Mas ela insistiu, foi fácil passar por Anne que estava visivelmente cansada e sem forças. O lugar estava um lixo. Tudo quebrado. Fora do lugar.
_ O que foi que aconteceu aqui Anne?
_ Eu já disse que não aconteceu nada. Agora vá embora. Eu não te chamei aqui…
_ Faz dois dias que você não aparece no atelier. Eu estava preocupada. Me deixa cuidar de você. Eu arrumo tudo aqui…
_ Você é uma figurinha tão deprimente. Vive se esgueirando a minha volta. Faz de tudo pra que eu te perceba. Mas eu não te percebo. Você não é nada. Não é ninguém… Agora vá embora, de vez. Nem se dê ao trabalho de aparecer no meu atelier. Eu não te quero lá também…
 

Mas a jovem assistente não levou em consideração aquelas palavras. Arrastou Anne para o banheiro, onde tirou suas vestimentas, obrigando-a a tomar um banho, enquanto arrumava a cama, abria as janelas daquele lugar que cheirava mal. Removeu as roupas de cama, trocando por novas e perfumadas. Preparou um chá preto com torradas e geléias, obrigando-a a comer. 

_ Eu não estou com fome.
_ Precisa comer alguma coisa.
_ Eu não quero…
_ Mas vai comer. Nem que eu tenha que enfiar isso na sua boca e te obrigar a engolir… 

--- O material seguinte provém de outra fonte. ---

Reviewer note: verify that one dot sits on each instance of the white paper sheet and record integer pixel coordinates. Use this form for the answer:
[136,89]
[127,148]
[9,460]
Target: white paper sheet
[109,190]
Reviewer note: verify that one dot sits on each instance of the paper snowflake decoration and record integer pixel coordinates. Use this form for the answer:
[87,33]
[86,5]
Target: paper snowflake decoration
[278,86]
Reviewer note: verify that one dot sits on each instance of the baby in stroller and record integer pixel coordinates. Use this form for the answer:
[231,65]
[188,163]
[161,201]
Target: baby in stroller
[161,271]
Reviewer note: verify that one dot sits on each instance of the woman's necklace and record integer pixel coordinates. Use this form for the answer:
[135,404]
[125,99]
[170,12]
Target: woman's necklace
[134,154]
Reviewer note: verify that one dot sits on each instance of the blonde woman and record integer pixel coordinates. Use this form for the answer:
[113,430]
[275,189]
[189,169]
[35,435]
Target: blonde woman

O tom ameaçador fez Anne recuar, comendo duas torradas e tomando o chá. Foi tudo. Ela acordou dias depois. Quase tudo estava de volta ao seu lugar. Aquela menina petulante havia arrumado suas coisas, jogado o que estava quebrado fora. Mas ainda restava ela que estava em cacos… 

_ Bom dia.
_ Cadê a Alexandra? Onde ela está?
_ Eu não sei…
_ Que dia é hoje?
_ Quinta-feira. Você dormiu durante três dias…
_ Meu corpo está me dizendo isso. Eu estou com fome.
_ Isso é ótimo. Eu vou preparar um desjejum bem caprichado pra você. Me dê alguns minutos. Por que não toma um banho enquanto isso? Veste roupas novas e depois a gente pode caminhar. Vai te fazer bem…
 

Anne seguiu os conselhos de Eliana que ela chamava de “Liana”. Ela era uma jovem abusada. Gostava de antecipar os passos de Anne. Sabia que tipo de lente iria usar. O tipo de luz que gostava e conhecia de cor todos os trabalhos feitos por ela desde o inicio. Era esforçada. Não se incomodava com os desaforos disparados em sua direção e estava sempre por perto se precisasse defendê-la. 

Naquela manhã, enquanto caminhavam – Eliana soube silenciar ao perceber que Anne estava se ausentando de sua porção humana. Um fio condutor parecia levá-la para longe de tudo. Era a primeira vez em dois anos que ela se sentia de fato pronta pra sua arte. Estava vivendo tudo até a exaustão. Até que seus músculos e nervos não mais suportassem e só fosse possível um desfecho: riscos pálidos numa folha em branco que interpretariam todos os movimentos vividos até ali. Anne descobriu nas sombras o sentido que até então lhe faltava.